The ability to rollerblade through a department store.
In one particularly jerk-ish move, Preston and his limo driver rollerblade through a department store while a team of sales people chase after them. But they’re not chasing after them in anger—they are simply trailing behind to catch whatever items Preston wants to purchase. It’s unclear if the rollerblades were from another store or if he’s really pushing his luck on the “try before you buy” policy. Either way, how little he cares is enviable.

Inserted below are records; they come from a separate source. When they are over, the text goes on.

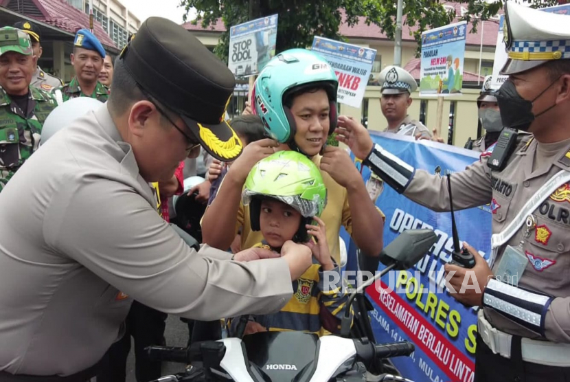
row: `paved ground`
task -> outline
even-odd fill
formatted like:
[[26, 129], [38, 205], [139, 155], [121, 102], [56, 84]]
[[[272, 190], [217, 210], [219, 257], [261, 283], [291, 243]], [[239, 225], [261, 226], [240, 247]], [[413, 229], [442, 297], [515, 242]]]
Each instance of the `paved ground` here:
[[[188, 341], [188, 326], [176, 316], [170, 315], [166, 320], [166, 330], [164, 333], [166, 338], [166, 344], [169, 346], [185, 346]], [[132, 339], [131, 339], [132, 340]], [[135, 344], [132, 344], [130, 354], [128, 355], [126, 365], [126, 382], [137, 382], [135, 378], [135, 354], [133, 349]], [[181, 372], [184, 370], [184, 366], [177, 363], [165, 363], [163, 364], [163, 375], [168, 375]], [[105, 382], [104, 381], [97, 381], [96, 379], [92, 379], [93, 382]]]

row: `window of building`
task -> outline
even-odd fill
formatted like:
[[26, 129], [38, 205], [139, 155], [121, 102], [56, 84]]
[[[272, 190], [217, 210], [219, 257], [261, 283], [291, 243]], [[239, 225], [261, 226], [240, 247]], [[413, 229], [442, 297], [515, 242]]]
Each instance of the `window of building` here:
[[490, 76], [493, 74], [493, 62], [492, 61], [481, 61], [481, 75], [483, 77]]
[[[89, 2], [85, 1], [84, 9], [85, 13], [89, 14]], [[99, 23], [103, 27], [103, 29], [109, 34], [109, 17], [105, 16], [105, 14], [97, 9], [96, 7], [93, 8], [93, 18], [94, 20], [99, 21]]]
[[368, 78], [368, 86], [378, 86], [378, 74], [382, 71], [382, 56], [376, 54], [374, 62], [372, 63], [372, 70]]
[[125, 28], [115, 23], [113, 19], [109, 21], [109, 34], [111, 40], [113, 40], [113, 42], [119, 48], [122, 48], [122, 47], [126, 45], [126, 41], [128, 38], [128, 32]]
[[420, 122], [426, 124], [426, 120], [427, 120], [427, 100], [420, 100]]
[[449, 131], [447, 135], [447, 144], [453, 144], [453, 130], [455, 127], [455, 109], [457, 101], [449, 102]]
[[368, 128], [368, 98], [362, 100], [362, 117], [361, 122], [366, 128]]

Buckets filled with ice cream.
We all saw Macaulay Culkin eat a disgustingly large ice cream sundae in Home Alone and were super jealous. But in Blank Check, Preston takes it an excessive step further, by exclusively eating ice cream from buckets. Like the kind you’d find at a construction site filled with cement or rubble. He’s literally eating his weight in ice cream. From the back of a limo. Like a boss.
An improbable romance.
Blank Check taught me that having money means you can get anyone to fall in love with you. Preston and FBI agent Shay Stanley engage in a wildly inappropriate relationship that would just never happen if you were poor (and, let’s be clear, should never happen ever, either way). Despite the fact that Preston is 12 and Shea is, what, 25? 30? They go on an incredibly romantic date where they get soaking wet dancing together in the middle of synchronized courtyard fountains. Then she lingers waaay too long in the limo at the end of the date, and ends the movie by giving Preston an actual kiss on the lips.

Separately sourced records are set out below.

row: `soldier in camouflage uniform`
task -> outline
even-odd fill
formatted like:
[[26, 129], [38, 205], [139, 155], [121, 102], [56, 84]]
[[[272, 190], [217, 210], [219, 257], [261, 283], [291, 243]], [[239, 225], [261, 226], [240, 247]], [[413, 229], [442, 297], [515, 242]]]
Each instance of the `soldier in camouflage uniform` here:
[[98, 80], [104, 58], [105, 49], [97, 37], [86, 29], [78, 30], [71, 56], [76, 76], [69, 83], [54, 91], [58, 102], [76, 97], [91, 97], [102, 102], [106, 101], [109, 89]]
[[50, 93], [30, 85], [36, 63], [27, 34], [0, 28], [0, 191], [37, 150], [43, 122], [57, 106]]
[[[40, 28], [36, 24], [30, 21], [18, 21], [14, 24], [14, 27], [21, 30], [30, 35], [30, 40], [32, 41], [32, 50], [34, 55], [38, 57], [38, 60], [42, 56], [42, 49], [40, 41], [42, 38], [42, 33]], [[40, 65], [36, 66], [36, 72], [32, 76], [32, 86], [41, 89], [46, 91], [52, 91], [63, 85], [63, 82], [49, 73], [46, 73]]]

A private sumo wrestling ring.
This is the kind of inflatable entertainment my high school used for our all-night graduation party. It was fun, but I had to share it with my entire graduating class. If I had my own private sumo wrestling setup like Preston, I would spar with friends regularly. I could let out my aggression in a healthy way and would probably be a much more centered person.
A house-to-pool slide.
This is what everyone remembers about this movie. Preston uses some of his riches to install a water slide that attaches from his castle to the pool. This is obviously clutch in terms of efficiency, but it’s also a great getaway. Should any angry henchman show up unexpectedly you could slide away and then paddle to safety.

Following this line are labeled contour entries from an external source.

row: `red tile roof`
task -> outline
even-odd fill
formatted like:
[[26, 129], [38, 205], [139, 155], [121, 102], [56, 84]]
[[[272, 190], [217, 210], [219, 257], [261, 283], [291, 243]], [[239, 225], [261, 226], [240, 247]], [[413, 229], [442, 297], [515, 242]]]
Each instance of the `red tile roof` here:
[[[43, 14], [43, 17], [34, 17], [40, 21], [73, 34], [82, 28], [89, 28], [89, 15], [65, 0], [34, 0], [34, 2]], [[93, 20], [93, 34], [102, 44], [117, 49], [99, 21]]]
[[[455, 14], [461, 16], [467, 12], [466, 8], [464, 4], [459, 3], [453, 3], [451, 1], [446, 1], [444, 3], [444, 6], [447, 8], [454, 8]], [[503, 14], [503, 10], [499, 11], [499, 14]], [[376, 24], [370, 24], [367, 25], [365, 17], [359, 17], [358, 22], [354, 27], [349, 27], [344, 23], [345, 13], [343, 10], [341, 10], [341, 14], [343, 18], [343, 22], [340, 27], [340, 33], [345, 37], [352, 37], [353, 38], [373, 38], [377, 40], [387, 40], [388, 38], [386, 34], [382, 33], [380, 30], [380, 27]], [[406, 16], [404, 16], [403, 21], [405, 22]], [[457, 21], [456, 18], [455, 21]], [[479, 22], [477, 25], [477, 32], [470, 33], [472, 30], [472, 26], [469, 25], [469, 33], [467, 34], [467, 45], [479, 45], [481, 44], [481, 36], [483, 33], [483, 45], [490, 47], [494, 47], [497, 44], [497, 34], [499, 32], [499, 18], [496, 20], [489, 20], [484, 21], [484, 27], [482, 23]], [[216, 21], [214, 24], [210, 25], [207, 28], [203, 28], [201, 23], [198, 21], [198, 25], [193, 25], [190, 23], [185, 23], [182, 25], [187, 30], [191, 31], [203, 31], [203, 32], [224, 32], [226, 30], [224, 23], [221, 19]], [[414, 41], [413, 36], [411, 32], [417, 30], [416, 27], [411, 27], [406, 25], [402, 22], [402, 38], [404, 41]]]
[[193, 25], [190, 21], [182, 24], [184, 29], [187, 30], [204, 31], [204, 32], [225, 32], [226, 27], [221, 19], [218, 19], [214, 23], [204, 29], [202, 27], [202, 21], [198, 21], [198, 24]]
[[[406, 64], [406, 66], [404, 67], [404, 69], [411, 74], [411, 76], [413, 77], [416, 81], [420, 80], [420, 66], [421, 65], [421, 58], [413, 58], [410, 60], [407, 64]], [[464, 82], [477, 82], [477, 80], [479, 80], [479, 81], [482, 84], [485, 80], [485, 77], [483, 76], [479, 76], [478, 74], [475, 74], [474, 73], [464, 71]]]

The attention of Tone Loc.
I don’t know what Tone Loc is up to these days, but in the ‘90s he was the edgy Sinbad that everyone wanted as their villain. If Tone Loc were in hot pursuit of me that would mean I was in demand and worthy of his bumbling kidnap attempts. (He was also majorly catcalling women extras in this movie. If he were following me I’d be able to stop him and we could have a dialogue about street harassment.)
An over-the-top birthday party soiree.
Blank Check culminates in an epic birthday party thrown for Preston’s made-up boss, Macintosh. The cartoonish party planner hands Preston a bill for $100,000, so you know the food on the buffet was top notch. But mostly, I like the idea of having a party with industrial-sized spotlights (if you’ve never seen this movie but have seen Don’t Tell Mom the Babysitter’s Dead, this set is almost identical to the fashion show party). I just love the glamour and cinematic vibe of spotlights.
The level of excess in Blank Check is astounding, but it is also what dreams are made of. Whenever I start to think that money can’t buy happiness, I remember the smile on Preston’s face directing a Chips Ahoy truck to unload a truck’s worth of cookies to his front door. It doesn’t get much better than that.